Dossier

Cet article est issu du dossier «Nigeria : la relance ou le chaos»

Voir tout le sommaire
Transports

Nigeria : de grands projets pour booster la croissance

Le coût de la raffinerie Dangote, en construction à Ibeju Lekki, près de Lagos, au Nigeria, est évalué à 14 milliards de dollars environ.

Le coût de la raffinerie Dangote, en construction à Ibeju Lekki, près de Lagos, au Nigeria, est évalué à 14 milliards de dollars environ. © Tom Saater/Bloomberg via Getty Images

Le Nigeria multiplie les projets d’infrastructures, des routes aux voies ferrées en passant par les raffineries. Abuja répond ainsi à des demandes parfois négligées pendant des années.

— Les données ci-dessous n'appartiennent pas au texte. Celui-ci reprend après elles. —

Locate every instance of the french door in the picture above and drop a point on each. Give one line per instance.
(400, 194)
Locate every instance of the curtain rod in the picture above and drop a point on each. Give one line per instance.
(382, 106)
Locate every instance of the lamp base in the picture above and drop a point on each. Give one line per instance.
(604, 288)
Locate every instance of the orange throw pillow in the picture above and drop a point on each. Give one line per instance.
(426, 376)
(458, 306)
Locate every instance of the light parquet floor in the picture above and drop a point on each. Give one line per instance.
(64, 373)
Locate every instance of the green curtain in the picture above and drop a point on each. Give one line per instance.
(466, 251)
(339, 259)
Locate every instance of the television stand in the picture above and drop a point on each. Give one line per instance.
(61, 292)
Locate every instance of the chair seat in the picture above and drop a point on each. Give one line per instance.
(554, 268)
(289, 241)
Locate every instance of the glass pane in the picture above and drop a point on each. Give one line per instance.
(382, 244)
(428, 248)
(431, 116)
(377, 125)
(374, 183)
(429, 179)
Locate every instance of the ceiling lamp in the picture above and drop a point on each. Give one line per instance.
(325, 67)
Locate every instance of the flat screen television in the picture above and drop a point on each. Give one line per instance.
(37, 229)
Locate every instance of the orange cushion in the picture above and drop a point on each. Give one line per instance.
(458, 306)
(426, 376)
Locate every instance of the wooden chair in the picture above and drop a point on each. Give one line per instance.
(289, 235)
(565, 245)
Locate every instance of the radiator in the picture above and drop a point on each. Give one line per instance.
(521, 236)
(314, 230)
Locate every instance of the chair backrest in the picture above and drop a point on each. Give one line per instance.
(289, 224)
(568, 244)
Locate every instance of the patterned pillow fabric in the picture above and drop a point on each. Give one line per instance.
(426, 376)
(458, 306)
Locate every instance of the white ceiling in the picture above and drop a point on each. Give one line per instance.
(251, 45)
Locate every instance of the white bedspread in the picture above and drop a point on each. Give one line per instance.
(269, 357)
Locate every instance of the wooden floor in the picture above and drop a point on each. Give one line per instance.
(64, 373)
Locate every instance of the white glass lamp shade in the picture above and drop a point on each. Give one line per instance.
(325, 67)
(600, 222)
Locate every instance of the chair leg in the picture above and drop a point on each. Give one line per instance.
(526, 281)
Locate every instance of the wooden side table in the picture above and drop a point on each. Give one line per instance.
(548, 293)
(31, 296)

Négligée par les gouvernements précédents, en dépit des appels de communautés marginalisées du sud-est du Nigeria, la construction du deuxième pont sur le Niger à Onitsha a finalement été incluse aux budgets nationaux de 2018 et 2019. Cette ville accueille un marché en plein air, réputé pour être le plus important d’Afrique de l’Ouest.

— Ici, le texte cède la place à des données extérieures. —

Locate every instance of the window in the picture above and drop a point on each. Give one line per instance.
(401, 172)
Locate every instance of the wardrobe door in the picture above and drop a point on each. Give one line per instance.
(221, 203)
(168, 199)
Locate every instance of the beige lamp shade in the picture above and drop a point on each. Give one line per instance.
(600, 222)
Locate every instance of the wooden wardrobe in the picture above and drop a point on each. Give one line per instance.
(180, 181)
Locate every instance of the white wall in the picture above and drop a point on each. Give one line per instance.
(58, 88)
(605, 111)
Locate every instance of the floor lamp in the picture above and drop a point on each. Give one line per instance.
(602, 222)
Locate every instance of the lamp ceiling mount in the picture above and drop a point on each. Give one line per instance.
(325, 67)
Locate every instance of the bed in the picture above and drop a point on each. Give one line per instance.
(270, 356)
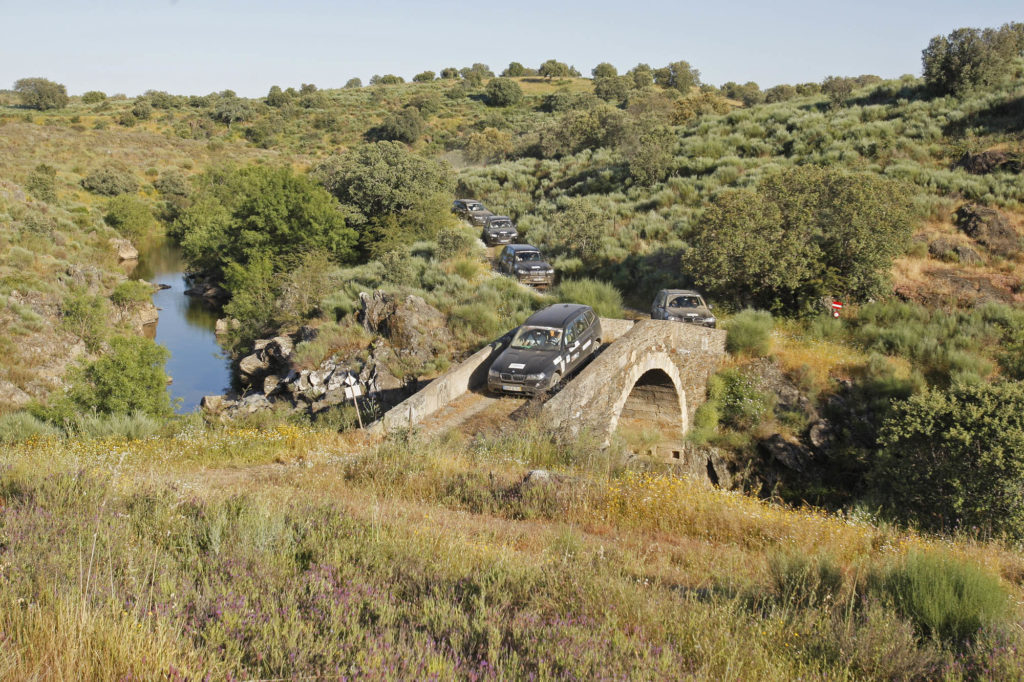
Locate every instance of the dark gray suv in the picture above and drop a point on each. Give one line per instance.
(682, 305)
(549, 345)
(525, 263)
(471, 210)
(499, 229)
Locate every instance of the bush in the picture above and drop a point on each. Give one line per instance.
(84, 315)
(604, 298)
(750, 333)
(22, 426)
(945, 598)
(131, 291)
(955, 459)
(127, 379)
(41, 93)
(503, 92)
(130, 216)
(110, 180)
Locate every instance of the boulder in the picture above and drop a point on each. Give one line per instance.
(252, 366)
(124, 249)
(791, 455)
(215, 403)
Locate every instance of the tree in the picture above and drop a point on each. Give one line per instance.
(838, 89)
(642, 75)
(41, 93)
(241, 214)
(111, 179)
(406, 125)
(395, 195)
(801, 235)
(128, 378)
(515, 70)
(553, 69)
(276, 96)
(503, 92)
(955, 459)
(969, 58)
(679, 76)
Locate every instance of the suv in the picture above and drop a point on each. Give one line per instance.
(682, 305)
(499, 229)
(525, 264)
(472, 210)
(549, 345)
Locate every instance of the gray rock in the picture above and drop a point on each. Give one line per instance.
(793, 456)
(252, 366)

Le projet est supervisé par le ministère fédéral de l’Énergie, des Travaux publics et du Logement, en collaboration avec la Nigerian Sovereign Investment Authority. Ces derniers ont attribué le contrat au constructeur allemand Julius Berger, présent depuis 1970 au Nigeria.

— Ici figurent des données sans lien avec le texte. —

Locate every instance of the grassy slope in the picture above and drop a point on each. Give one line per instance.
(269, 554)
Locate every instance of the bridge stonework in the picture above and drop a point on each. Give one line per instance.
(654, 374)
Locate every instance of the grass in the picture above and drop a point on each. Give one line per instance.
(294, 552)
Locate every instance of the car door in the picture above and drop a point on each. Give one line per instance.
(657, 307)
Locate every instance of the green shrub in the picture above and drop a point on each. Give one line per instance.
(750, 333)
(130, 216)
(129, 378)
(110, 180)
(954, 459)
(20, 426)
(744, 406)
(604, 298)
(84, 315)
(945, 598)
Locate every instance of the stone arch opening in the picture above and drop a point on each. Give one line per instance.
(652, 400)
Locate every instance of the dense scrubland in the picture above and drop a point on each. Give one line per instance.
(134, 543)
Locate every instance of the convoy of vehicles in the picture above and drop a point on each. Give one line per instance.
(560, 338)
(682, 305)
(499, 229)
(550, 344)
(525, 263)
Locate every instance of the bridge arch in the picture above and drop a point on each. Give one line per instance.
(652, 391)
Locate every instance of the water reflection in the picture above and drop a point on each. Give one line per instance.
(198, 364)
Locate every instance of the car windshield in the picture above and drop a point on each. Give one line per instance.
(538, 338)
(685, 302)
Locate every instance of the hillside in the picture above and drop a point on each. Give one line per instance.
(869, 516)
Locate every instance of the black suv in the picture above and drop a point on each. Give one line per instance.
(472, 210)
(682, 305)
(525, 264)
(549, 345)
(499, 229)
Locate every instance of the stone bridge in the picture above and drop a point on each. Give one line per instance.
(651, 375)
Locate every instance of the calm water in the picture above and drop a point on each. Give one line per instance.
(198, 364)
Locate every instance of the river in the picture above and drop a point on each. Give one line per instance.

Nouvelle connexion pour le sud-est

Ce pont, dont le coût dépasse les 550 millions de dollars, devrait être terminé en 2020. Il ouvrira de nouvelles voies dans la région et le delta voisin et réduira les tensions sur le pont mis en service depuis décembre 1965.

Les travaux comprennent la construction d’un ouvrage de 1,6 km de long, d’une autoroute de 10,3 km ainsi que d’un échangeur et d’un poste de péage. L’infrastructure profitera à l’économie du sud-est du pays mais devrait aussi faciliter les échanges avec le Gabon, la Guinée équatoriale et le Cameroun.

Lekki, la promesse de Dangote

Commencée en 2017, la construction de la raffinerie de Lekki, près de Lagos, la plus grande d’Afrique (650 000 barils par jour) a pris du retard. Aliko Dangote annonce au moins une année de retard pour une fin de chantier prévue probablement en 2021.

Une fois opérationnelle, l’usine devrait permettre d’augmenter la capacité de raffinage du Nigeria, mais aussi de répondre à la demande croissante de carburant, tout en créant 30 000 emplois. L’État fédéral devrait aussi en sortir gagnant et faire d’importantes économies en évitant d’exporter du pétrole brut pour ensuite importer des produits finis. Une bonne nouvelle et un allègement en perspective pour le géant pétrolier dont les fonds souverains voient leurs recettes s’épuiser rapidement.

Lagos à toute vapeur

Lancée en 2012 pour un coût de 1,5 milliard de dollars, la construction de la ligne ferroviaire de 156 km entre Lagos et Ibadan aurait dû être terminée il y a trois ans. Chargée du projet, China Civil Engineering Construction Corporation a notamment attribué ce retard à l’augmentation de l’insécurité dans le pays.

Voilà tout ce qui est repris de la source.